Team observations of using Snowpark instead of Spark job:

Snowpark is designed for Snowflake:
Apache Spark, which was designed for use with HDFS. As compared to this, Snowpark is exclusively created for Snowflake. Thus, it is a more effective choice for loading data into Snowflake because it has been optimized for the design of Snowflake.

No need of HDFS or Spark cluster:
HDFS and Spark clusters are necessary for Spark jobs to run. Many organizations that lack the resources to set up and maintain these solutions may find this to be a challenge. In comparison, Snowpark doesn't need any of this infrastructure, making it a more affordable option for organizations.

Better utilization of Snowflake compute:
Whenever you are using a Spark job, you need enough resources to support the HDFS and Spark clusters. As a result, when processing smaller datasets resources may not be fully utilized. The built-in computing resources of Snowflake are used by Snowpark, which enables it to scale up or scale down compute power to handle the processing needs of any size dataset.
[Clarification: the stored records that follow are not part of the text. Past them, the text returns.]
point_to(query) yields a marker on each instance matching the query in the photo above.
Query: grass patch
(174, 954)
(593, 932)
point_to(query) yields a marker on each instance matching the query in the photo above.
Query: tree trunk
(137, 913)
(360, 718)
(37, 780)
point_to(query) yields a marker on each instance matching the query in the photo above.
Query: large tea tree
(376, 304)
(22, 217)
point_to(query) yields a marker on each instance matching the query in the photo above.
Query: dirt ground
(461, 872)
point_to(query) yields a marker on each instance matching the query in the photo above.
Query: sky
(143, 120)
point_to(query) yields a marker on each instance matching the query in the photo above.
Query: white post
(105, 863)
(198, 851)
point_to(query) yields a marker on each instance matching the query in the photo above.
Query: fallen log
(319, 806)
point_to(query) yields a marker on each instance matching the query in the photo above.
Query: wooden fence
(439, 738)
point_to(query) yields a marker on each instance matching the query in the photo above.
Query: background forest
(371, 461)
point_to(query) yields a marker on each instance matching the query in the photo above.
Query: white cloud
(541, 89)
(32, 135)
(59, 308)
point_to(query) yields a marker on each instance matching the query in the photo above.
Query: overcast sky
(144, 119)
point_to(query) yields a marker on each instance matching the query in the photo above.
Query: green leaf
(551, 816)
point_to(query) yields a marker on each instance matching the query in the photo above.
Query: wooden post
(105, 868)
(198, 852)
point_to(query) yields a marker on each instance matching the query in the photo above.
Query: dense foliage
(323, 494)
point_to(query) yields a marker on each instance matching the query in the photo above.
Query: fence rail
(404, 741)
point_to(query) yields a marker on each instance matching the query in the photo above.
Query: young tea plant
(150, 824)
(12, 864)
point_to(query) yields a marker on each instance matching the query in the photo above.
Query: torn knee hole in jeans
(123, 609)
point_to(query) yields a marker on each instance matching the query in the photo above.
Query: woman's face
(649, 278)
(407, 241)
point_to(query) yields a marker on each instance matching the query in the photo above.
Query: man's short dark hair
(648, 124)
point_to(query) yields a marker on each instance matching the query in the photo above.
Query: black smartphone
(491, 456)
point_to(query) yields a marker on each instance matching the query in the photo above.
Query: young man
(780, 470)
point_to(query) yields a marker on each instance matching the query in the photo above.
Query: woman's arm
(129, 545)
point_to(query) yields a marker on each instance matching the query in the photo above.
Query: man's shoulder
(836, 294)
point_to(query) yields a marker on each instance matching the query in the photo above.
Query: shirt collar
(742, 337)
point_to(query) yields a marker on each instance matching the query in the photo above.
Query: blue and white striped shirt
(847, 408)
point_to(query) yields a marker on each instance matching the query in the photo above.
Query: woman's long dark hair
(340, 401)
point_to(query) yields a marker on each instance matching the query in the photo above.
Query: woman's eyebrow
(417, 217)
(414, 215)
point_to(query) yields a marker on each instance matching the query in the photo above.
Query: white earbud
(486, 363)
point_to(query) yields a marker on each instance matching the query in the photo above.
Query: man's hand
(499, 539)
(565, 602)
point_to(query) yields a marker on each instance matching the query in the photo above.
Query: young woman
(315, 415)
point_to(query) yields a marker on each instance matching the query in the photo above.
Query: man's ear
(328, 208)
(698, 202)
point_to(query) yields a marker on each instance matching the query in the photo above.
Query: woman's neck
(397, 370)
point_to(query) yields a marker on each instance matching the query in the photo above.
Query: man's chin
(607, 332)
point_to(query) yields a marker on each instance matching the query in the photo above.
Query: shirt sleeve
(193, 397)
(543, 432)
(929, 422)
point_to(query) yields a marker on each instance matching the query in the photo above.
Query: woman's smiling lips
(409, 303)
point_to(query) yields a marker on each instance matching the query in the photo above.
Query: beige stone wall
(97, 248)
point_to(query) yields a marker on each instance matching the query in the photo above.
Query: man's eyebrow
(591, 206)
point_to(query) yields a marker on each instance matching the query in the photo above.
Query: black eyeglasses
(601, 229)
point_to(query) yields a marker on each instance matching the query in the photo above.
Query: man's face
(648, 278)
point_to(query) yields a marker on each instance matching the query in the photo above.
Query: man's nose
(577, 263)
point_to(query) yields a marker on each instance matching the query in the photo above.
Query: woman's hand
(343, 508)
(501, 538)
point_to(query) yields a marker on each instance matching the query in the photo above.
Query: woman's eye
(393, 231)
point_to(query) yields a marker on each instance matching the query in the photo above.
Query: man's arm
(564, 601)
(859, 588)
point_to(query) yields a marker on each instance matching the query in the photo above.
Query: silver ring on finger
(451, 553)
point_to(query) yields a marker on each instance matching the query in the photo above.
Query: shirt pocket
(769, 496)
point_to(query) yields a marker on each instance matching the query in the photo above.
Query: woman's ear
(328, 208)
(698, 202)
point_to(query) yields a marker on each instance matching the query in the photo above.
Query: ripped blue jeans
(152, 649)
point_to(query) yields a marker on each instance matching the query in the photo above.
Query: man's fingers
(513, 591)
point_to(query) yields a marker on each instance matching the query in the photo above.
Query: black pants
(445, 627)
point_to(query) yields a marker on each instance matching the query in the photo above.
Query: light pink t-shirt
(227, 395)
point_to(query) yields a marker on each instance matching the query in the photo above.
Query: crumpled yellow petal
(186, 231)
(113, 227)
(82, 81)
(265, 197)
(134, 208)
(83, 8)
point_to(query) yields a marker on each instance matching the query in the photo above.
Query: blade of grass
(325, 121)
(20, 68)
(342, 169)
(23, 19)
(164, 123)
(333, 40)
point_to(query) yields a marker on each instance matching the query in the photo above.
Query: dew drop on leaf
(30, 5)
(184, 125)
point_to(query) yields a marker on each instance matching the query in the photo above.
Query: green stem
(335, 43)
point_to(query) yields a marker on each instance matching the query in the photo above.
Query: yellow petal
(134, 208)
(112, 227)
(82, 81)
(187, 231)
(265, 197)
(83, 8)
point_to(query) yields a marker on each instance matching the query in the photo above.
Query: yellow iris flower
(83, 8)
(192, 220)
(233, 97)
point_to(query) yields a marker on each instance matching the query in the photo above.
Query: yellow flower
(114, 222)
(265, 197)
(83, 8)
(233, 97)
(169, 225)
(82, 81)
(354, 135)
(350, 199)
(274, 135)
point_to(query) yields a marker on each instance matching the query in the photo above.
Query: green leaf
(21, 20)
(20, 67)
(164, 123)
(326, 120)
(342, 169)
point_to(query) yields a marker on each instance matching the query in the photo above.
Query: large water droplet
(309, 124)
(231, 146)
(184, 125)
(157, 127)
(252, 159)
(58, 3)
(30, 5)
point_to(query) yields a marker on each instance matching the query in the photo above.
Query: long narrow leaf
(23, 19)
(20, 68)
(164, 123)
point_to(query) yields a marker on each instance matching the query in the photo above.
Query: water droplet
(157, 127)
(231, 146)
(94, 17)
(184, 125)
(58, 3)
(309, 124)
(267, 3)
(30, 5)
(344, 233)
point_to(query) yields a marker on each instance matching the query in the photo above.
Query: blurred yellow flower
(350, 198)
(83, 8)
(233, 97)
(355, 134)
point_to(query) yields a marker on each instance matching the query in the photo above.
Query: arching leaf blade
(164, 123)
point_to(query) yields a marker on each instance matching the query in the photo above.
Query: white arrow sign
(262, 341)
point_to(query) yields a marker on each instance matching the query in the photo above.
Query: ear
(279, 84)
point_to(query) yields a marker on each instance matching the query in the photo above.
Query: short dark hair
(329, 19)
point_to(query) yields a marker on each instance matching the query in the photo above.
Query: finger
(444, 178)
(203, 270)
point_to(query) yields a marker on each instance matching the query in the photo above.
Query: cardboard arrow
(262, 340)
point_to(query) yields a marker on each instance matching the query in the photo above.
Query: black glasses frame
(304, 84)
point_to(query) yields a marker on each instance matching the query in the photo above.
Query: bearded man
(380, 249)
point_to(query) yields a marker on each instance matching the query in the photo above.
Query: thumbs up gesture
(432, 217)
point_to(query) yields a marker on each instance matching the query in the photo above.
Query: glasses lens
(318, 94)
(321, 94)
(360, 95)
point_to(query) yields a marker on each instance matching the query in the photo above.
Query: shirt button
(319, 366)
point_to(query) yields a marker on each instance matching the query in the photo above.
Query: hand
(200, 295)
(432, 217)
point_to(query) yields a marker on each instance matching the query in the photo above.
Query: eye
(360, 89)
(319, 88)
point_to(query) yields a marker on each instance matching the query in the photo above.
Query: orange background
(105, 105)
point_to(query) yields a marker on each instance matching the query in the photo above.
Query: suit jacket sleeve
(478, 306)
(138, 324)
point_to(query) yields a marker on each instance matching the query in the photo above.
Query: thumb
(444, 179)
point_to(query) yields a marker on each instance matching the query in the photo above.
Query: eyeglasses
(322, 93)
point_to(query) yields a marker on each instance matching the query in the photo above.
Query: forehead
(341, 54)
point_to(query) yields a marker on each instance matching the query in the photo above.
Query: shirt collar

User-Friendly for developers:
Ascompared to Spark job, Snowpark has a less complex programming style. Because, it is built on SQL, one may use the current SQL knowledge to process data. Moreover, a variety of programming languages, such as Java, Scala, Python, and R are supported by Snowpark which helps increase SQL functionality.

Cost-Effective solution:
Due to the additional resources that Spark jobs demand, such as HDFS and Spark clusters, their setup and maintenance can be costly. The built-in compute capabilities of Snowflake, on the other hand, are used by Snowpark. These resources can scale up the computation when dealing with larger data loads and scale down when dealing with smaller data loads. Which denotes that there are no extra costs associated with using it.

Final words:

It is better to use Snowpark rather than Spark job when it comes to loading large files into Snowflake. As It is optimized as per Snowflake's architecture and doesn't require HDFS or Spark clusters, It provides better utilization of Snowflake's built-in compute, is user-friendly, and is a cost-effective solution. Consider Snowpark if you're looking for a simpler and more efficient approach to processing and loading data in Snowflake. Snowpark is worth considering.